From the point of view of landowners, sharecropping can be beneficial because it provides landlords with a steady source of crops for sale from tenants who take care of the land on their own. The landowner does not need to pay staff or maintain supplies for working the land, which cuts down on overhead costs. For tenants, sharecropping can be an beneficial arrangement which also rewards them for hard work, as a larger crop means more returns. The equity of the arrangement depends very much on the terms of the contract, the skills of the farmer, and the laws which provide protections to sharecroppers.
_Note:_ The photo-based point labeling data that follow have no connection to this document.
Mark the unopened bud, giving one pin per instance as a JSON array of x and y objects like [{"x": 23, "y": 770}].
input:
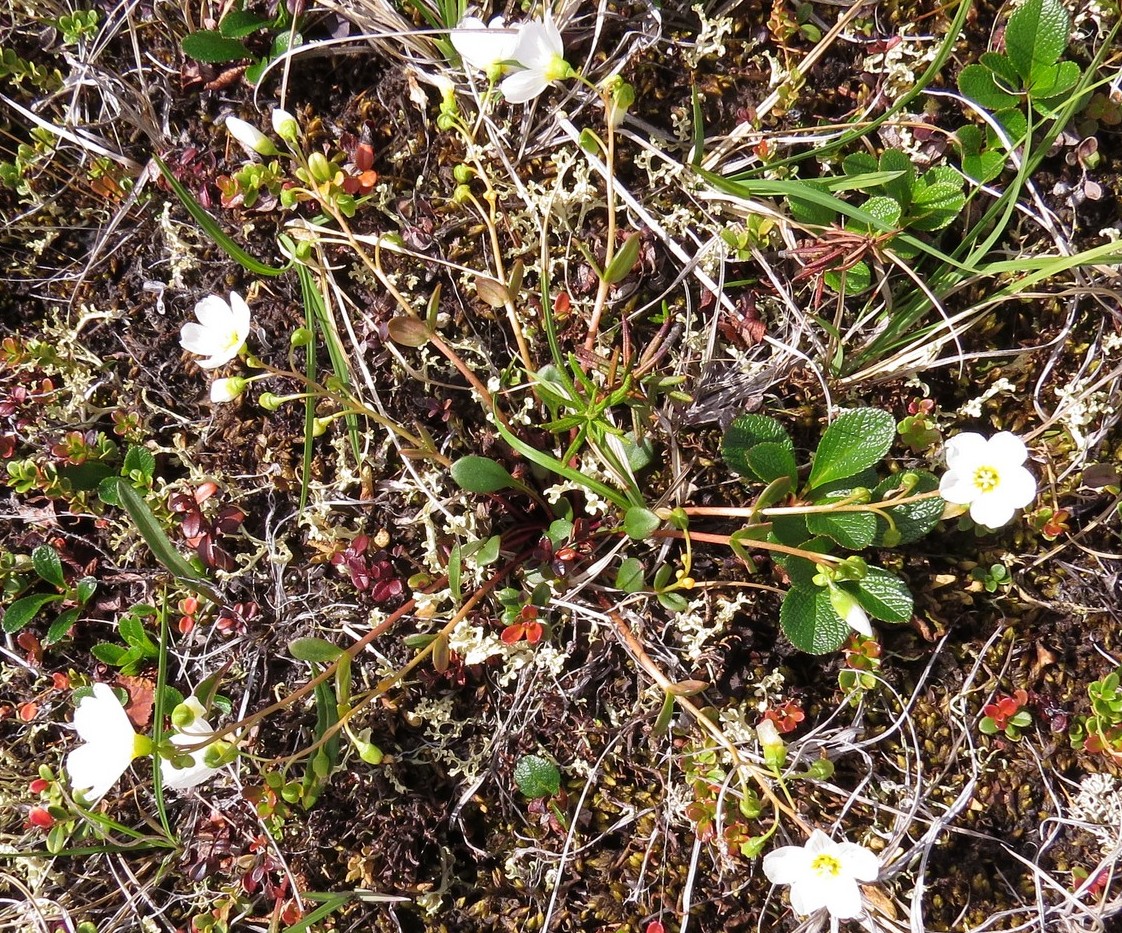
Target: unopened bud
[
  {"x": 250, "y": 138},
  {"x": 285, "y": 125}
]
Sharefarming more generally can also include contracts for things like sharemilking, in which a farmer raises dairy cows on leased land and the landlord accepts dairy products in payment. Some critics argue that such arrangements have a tendency to concentrate land ownership in the hands of a few, while farmers who enrich lands belonging to other people receive few benefits.

Mary McMahon
Mary McMahon

Ever since she began contributing to the site several years ago, Mary has embraced the exciting challenge of being a wiseGEEK researcher and writer. Mary has a liberal arts degree from Goddard College and spends her free time reading, cooking, and exploring the great outdoors.

You might also Like

Readers Also Love

Discussion Comments


Modern sharecropping shouldn't be colored with such vitriolic language. It's simply a business arrangement between landowners and farmers -- many of whom own their own land as well -- to make use of land that often can't be farmed by the landowner. It's simply a business contract, not indentured servitude.


What were the housing and education conditions like for the sharecroppers?


If slavery is illegal, how is sharecropping legal? It sounds much the same as slavery to me.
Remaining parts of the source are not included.